The average user rating for this movie is 9.0 (out of 10) based on 6 User Votes

Note: User votes are NOT included in the Metascore calculation.

Riren gave it a9:
Millennium Actress is lost on all cultures outside of Japan's. It's deep and meaningful tapestry of Asian film history is beautiful, but also outside the frame of reference for all but the most informed foreign movie goers. That said, its sentimentality and original execution are inspiring. There may be no tribute to American film that rivals what this does for its homeland. And despite its language barrier, despite the culture barrier, despite it being animated, it will touch you. It's fairly easy to tell when the "real world" and "film world" change off, except when it's intentional. I can't imagine anyone who couldn't understand that part of the movie, and hope to goodness I never become such a person. This one goes down as not just one of the greatest animated drama, not just one of the greatest anime, but truly as a great film.

Chad S. gave it an 8:
Not since "The Purple Rose of Cairo" has "movie love" been explicated with such dazzling results. "Millennium Actress" is a busy film, sometimes so excessively, it leads to discomfort because it doesn't adhere to any rules. A key, the actress' memento of an unrequited love, appears in her own life, and in her work.

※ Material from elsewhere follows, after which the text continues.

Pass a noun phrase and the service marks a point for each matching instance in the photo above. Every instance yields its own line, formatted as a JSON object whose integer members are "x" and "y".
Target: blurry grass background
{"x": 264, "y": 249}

Distinguishing the two can be taxing, if you let it. There's a little of "Mullholland Drive" here, and arguably, "Millennium Actress" might be the first interesting David Lynch knockoff, with emotional resonance to boot. Not so much towards the reclusive actress' angst, but the projection of our own movie star crushes upon the documentarian, who inserts himself in the old films, usurping a role and stealing lines. For an American audience raised on contemporary Disney(who's idea of innovation is "Lilo and Stitch") and cheap TV animation slaughterhouses like Filmation and Hanna-Barbera, the storytelling ambition of this "cartoon" astonishes.